Sur Tribune Juive, une belle déclaration de Yann Moix, « Il n’existe pas de symétrie entre Israël et Gaza » qui commence ainsi : « Il n’existe pas de symétrie entre Israël et Gaza / Il n’existe pas de symétrie entre le 7 octobre et ce qui se passe depuis le 7 octobre / Il n’existe pas de symétrie entre une attaque par surprise et une riposte annoncée / Il n’existe pas de symétrie entre un pogrome et les conséquences d’un pogrome, et ainsi de suite avec ces mots martelés : Il n’existe pas de symétrie entre… Il fallait le dire et le répéter car ils sont si nombreux à établir une relation de symétrie, à placer le signe = entre le 7 octobre et ce qui se passe depuis le 7 octobre ; pire, à déclarer que ce qui se passe depuis le 7 octobre, avec l’attaque de Tsahal contre le Hamas dans bande de Gaza est pire que ce qui s’est passé le 7 octobre. C’est que beaucoup ont l’esprit comptable et estime qu’Israël a tort a priori, comme les Juifs ont tort a priori et depuis toujours.

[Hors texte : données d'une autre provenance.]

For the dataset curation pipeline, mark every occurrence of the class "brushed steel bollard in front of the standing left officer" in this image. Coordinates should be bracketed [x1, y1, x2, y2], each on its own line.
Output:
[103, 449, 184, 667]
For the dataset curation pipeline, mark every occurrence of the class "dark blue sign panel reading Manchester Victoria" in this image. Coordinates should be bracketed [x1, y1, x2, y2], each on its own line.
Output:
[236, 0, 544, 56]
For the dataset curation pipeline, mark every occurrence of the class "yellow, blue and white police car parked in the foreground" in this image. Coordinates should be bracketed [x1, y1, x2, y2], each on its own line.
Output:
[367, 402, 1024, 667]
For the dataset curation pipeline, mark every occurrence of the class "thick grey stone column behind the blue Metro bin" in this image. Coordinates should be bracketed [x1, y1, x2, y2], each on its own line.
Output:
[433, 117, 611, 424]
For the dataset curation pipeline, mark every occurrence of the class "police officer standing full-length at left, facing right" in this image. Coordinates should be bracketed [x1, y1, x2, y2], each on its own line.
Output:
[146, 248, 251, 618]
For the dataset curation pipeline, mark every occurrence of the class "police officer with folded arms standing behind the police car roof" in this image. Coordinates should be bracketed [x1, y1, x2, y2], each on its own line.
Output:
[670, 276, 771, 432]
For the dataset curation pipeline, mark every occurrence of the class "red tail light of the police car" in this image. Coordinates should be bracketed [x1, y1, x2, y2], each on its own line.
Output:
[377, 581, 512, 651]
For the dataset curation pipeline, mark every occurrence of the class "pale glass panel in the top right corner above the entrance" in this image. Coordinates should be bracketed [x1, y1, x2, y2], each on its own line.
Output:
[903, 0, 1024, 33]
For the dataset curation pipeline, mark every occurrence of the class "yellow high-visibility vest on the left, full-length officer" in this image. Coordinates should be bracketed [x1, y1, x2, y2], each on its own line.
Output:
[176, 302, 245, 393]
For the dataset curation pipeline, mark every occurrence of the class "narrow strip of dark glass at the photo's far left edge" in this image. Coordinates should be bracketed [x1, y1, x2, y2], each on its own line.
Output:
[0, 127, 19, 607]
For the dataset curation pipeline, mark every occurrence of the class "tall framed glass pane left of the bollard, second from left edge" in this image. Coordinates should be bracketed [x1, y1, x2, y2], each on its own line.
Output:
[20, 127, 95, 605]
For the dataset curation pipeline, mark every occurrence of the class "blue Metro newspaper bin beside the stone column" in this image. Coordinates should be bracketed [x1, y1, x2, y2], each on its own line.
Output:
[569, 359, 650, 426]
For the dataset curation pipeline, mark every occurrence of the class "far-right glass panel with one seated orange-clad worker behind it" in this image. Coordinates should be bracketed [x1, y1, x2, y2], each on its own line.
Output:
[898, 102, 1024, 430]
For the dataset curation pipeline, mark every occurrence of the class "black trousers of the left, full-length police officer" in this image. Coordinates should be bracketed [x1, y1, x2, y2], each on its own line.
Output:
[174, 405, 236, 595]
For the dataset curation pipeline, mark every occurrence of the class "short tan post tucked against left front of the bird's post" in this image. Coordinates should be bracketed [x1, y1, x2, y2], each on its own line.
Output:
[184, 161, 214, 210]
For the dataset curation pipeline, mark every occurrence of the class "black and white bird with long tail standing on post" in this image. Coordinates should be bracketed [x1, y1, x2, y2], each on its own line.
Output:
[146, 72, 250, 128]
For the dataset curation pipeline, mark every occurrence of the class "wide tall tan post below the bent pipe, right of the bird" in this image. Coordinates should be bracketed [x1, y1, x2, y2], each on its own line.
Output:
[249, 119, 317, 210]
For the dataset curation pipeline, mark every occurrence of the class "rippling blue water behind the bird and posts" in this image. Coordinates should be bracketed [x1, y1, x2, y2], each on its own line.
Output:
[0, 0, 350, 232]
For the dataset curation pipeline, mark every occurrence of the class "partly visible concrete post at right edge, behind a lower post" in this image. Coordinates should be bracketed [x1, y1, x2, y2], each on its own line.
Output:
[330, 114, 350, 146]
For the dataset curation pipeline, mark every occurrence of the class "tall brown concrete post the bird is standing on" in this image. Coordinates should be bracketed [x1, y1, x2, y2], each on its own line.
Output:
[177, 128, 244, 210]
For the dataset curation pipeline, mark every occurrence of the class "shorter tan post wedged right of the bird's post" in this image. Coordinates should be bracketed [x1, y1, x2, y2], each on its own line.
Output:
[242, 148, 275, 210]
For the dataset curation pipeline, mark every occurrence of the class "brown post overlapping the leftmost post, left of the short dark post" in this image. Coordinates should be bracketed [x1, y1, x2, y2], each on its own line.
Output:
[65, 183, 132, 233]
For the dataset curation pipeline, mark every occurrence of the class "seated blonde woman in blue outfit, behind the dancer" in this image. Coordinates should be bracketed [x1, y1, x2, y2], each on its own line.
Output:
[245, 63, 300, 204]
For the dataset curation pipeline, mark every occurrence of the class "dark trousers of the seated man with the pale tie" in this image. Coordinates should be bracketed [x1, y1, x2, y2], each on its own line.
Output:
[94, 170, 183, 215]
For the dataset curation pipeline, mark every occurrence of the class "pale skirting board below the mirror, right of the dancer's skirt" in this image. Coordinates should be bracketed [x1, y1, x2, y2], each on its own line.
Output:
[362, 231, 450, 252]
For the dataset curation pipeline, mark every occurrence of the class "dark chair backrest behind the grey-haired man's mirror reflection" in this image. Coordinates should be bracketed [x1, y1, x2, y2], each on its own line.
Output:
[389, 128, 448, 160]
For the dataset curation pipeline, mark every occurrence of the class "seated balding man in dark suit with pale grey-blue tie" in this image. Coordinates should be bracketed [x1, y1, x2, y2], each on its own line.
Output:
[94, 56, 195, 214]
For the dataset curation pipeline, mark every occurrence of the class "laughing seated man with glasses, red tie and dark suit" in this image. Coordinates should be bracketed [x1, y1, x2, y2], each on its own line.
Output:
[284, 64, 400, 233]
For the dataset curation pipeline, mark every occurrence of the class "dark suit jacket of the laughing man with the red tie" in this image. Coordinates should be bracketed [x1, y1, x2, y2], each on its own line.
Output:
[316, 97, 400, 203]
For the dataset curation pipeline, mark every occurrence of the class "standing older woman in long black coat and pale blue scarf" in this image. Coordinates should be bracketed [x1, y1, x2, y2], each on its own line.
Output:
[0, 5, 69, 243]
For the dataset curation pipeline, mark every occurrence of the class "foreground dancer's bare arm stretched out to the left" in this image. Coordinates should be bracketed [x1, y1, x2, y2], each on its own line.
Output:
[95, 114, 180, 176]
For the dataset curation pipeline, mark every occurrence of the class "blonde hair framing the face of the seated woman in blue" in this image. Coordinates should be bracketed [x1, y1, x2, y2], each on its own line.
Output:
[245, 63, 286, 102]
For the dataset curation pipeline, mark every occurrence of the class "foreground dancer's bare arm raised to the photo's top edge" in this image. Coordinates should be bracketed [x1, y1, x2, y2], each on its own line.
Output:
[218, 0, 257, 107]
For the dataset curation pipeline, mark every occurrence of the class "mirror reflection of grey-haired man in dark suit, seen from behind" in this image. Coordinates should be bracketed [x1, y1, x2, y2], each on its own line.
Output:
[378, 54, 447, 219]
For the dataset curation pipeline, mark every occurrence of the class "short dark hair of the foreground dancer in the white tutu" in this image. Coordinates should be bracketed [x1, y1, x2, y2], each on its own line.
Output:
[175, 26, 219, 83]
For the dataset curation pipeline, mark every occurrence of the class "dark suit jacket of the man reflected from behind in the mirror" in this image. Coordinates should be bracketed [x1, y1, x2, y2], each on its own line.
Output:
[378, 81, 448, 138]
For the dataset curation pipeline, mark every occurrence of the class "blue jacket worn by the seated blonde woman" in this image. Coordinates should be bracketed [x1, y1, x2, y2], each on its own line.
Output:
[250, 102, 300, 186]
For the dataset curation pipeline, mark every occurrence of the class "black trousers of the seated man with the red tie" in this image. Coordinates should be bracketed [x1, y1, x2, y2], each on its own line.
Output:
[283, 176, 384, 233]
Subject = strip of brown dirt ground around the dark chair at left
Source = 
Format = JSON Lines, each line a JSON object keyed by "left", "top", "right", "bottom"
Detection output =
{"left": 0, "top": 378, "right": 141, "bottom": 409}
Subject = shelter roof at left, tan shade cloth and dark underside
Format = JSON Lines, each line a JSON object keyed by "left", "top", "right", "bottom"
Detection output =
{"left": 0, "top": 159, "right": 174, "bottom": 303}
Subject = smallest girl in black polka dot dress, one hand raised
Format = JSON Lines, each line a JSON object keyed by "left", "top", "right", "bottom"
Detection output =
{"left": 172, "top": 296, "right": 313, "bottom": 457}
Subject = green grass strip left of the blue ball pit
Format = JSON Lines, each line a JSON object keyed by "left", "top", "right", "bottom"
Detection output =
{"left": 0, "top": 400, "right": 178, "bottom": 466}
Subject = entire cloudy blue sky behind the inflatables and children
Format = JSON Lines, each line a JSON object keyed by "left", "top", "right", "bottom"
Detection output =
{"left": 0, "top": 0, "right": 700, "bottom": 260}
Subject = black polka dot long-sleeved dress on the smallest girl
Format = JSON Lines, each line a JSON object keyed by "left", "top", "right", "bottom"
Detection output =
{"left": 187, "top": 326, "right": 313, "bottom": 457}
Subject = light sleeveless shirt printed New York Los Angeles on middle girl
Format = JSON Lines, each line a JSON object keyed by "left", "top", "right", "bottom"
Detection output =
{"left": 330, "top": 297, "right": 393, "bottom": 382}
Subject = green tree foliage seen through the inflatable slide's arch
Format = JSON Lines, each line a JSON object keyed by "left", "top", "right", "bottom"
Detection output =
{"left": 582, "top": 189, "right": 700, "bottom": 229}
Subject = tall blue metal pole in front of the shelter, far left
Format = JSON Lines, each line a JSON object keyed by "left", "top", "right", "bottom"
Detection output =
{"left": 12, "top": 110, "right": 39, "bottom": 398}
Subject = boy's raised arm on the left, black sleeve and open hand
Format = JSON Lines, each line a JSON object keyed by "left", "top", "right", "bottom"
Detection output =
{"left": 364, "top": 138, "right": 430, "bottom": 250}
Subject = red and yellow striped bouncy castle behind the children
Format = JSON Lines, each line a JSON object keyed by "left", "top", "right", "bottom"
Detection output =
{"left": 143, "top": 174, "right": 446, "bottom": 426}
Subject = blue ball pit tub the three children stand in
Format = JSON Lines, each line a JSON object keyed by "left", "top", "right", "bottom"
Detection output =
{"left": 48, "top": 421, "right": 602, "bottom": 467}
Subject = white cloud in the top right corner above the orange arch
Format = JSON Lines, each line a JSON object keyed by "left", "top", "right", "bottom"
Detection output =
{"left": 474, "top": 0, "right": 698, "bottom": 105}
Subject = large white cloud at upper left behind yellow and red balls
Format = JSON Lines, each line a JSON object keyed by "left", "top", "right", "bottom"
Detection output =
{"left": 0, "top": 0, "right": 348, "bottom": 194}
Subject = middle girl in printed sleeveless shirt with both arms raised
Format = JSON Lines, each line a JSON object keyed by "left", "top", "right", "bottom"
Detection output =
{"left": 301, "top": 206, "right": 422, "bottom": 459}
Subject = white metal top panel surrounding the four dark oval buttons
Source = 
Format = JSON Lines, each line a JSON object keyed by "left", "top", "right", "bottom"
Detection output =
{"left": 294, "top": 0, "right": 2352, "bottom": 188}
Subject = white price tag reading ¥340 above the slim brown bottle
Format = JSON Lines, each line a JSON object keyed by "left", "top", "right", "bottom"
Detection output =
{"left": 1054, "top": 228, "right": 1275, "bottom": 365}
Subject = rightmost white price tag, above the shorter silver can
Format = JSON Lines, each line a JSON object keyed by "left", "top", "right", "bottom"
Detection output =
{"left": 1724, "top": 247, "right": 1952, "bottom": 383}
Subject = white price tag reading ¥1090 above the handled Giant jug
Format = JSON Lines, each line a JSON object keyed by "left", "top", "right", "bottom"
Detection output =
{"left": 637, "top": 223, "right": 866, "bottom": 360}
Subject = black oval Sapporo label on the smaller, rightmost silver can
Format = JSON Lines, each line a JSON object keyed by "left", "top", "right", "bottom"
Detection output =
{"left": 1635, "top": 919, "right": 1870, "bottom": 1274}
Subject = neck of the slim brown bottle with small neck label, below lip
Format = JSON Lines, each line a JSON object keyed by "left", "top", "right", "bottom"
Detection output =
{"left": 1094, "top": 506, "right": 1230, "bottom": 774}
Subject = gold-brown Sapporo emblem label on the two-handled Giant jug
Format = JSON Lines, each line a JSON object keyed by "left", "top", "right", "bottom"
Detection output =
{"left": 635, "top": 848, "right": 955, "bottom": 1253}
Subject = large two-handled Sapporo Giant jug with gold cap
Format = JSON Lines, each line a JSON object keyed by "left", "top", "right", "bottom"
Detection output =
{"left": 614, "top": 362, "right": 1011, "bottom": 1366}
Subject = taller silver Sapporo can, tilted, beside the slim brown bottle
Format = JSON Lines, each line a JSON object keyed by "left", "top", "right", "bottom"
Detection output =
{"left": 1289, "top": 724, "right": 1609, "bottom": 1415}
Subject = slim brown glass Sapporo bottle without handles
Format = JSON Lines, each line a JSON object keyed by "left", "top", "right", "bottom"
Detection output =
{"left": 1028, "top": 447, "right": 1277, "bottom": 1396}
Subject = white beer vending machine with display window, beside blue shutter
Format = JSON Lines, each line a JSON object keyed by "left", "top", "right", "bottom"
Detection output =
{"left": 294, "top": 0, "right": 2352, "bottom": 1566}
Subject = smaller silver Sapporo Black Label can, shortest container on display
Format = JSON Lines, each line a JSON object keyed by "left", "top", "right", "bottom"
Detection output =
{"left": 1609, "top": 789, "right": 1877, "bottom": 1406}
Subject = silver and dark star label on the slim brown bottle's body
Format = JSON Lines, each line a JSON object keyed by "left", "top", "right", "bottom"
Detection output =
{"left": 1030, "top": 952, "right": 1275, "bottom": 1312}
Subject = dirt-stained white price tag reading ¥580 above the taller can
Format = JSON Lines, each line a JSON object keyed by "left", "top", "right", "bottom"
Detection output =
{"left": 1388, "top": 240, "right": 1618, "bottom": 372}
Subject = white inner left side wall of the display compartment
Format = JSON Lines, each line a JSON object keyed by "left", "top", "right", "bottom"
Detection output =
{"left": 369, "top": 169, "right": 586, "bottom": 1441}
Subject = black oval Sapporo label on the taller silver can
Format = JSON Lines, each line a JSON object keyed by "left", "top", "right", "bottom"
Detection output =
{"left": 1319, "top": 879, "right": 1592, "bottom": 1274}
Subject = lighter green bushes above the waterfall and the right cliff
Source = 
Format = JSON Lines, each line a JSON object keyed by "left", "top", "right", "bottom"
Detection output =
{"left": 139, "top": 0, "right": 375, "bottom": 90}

Soirée sur une terrasse d’où l’on découvre : d’un côté la marina d’Ashdod (encore partiellement en travaux), ses deux bras courbes et protecteurs ; de l’autre une vue en enfilade de la plage d’Ashdod et jusqu’à Ashkelon. Des détonations sourdes dans la nuit. L’opération Épées de fer est toujours en cours. L’importance accordée aux espaces pour enfants un peu partout dans cette ville pas vraiment belle mais à l’urbanisme bien pensé (simple), une ville qui propose par ailleurs d’intéressantes rénovations (Tama 38), et quelques immeubles (notamment près du front de mer) qui méritent l’attention du passant avec leurs nombreux encorbellements et renfoncements destinés à rompre la monotonie des façades. La belle passerelle qui permet aux piétons de passer au-dessus du boulevard Moshe Dayan. Du haut de cette terrasse se découvre également en bord de mer la seule zone pavillonnaire de la ville. Un bel espace de dunes est ménagé entre la plage et les constructions. Des éléments de digue placés ici et là et joyeusement peints par des artistes. Ces éléments en béton (armés ?) sont comme deux T qui se touchent par la base et dont la barre transversale (ou tête) aurait pivoté à 90° l’une rapport à l’autre. Cette forme aurait probablement intéressé Constantin Brâncuși. Et puisque j’en suis à évoquer un sculpteur, des immeubles en bord de mer, du côté de la marina, m’ont évoqué des œuvres de Fritz Wotruba.